The list of stations provided by Shell includes “those stations where Motiva believes its gasoline was supplied during the affected time period,” said Shawn Frederick, a Shell spokesman. But the list doesn’t say which stations sold problem gasoline.

For example, Frederick said, some of the bad gasoline might have been mixed with other gasoline in storage tanks at the gas stations. This blending, he said, could have diluted the bad gas enough that it would not hurt a car’s gas gauge.

Also, Frederick said, just because a station received the bad gas, that doesn’t mean the station sold it, or, if so, for how long.

Shell’s list also fails to include some stations operating under different brands that bought the gas from Motiva and might have resold it. About 40 Chevron stations, a handful of ExxonMobil stations and some independent stations also received the gas.

Finally, Shell’s list leaves out dates of when the gasoline was delivered to the stations.

On May 26, Shell announced it temporarily had suspended the sale of gasoline at 108 company-owned stations in the New Orleans region. Later, the company said it also had closed pumps at about 90 independently owned stations, bringing the total to 198. Although Shell restored service at all but a handful of stations by May 30, the incident left drivers in a cloud of uncertainty as they took to the highways for trips during the Memorial Day weekend.

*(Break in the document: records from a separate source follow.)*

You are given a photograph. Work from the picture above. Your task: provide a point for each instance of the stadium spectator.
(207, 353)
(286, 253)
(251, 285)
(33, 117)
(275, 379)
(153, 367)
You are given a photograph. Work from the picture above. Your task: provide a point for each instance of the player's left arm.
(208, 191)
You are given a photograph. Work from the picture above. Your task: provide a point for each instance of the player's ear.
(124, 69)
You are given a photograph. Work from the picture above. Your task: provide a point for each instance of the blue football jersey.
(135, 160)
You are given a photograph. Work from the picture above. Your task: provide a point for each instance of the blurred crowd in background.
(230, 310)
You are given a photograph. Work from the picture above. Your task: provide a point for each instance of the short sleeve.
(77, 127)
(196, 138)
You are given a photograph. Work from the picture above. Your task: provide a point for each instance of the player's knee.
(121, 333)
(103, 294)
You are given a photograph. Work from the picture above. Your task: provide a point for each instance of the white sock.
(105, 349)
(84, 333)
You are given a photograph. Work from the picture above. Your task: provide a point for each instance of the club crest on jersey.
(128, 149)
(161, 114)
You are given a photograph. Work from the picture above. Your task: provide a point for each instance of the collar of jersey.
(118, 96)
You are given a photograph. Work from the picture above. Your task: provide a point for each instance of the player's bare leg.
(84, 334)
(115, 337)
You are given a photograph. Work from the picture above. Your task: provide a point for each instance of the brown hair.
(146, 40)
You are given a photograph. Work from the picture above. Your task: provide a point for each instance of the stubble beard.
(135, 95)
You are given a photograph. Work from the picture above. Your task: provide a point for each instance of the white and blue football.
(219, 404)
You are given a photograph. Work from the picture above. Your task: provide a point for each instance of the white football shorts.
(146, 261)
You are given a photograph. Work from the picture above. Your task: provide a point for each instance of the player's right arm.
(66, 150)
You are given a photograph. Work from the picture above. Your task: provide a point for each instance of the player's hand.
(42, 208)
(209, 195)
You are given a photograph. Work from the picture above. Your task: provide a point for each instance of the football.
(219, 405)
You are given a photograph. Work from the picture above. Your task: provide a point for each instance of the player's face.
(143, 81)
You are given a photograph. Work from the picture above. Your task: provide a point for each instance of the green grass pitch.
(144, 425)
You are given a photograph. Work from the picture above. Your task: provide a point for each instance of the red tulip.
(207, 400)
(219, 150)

The new information also indicates that Shell erred on the side of caution in handling the situation. Although the company closed pumps at 198 stations, at least 33 of those stations had not received the bad gas.

Among those welcoming the list of stations is John Taylor of Covington. Taylor said he’s noticed problems with the fuel gauges on his 2002 Chevrolet Silverado pick-up and 1996 Chevrolet Corsica. But Taylor said clerks at the Shell stations in Covington and Mandeville where he normally buys gas told him that the stations hadn’t been affected.

The stations, in fact, are on the list.

Taylor said that knowing the stations received bad gasoline from Motiva “gives me a little peace of mind” as he prepares to file a claim asking Shell to pay to repair his vehicles.

Shell has agreed to pay for repairs and as of last week had received about 30,000 claims from drivers in Louisiana and Florida. Some gasoline from the Norco refinery was sent to Florida and sold from Port Everglades and Tampa stations.

Louisiana Attorney General Charles Foti’s office refused requests to release information it had concerning locations that might have sold the bad gasoline. Initially, a spokeswoman said the attorney general would not release the list because of “attorney client privilege.” Later, in denying a request filed under the Louisiana Public Records Act for a list of stations “where . . . problem gasoline was sold,” Isabel Wingerter, chief of Foti’s consumer protection section, wrote, “We have no conclusive list that identifies those stations.”

In an interview, Wingerter said the information Foti’s office had obtained would be useless to consumers.

“You’ve got the same list in your telephone book,” she said. “It lists every Shell station. That doesn’t mean every Shell station sold bad gas.”

Not all of the area’s stations were on the list released by Shell. In any case, Wingerter said, consumers don’t need a list to know if they bought bad gasoline.

“If they got bad gas, they know it,” she said.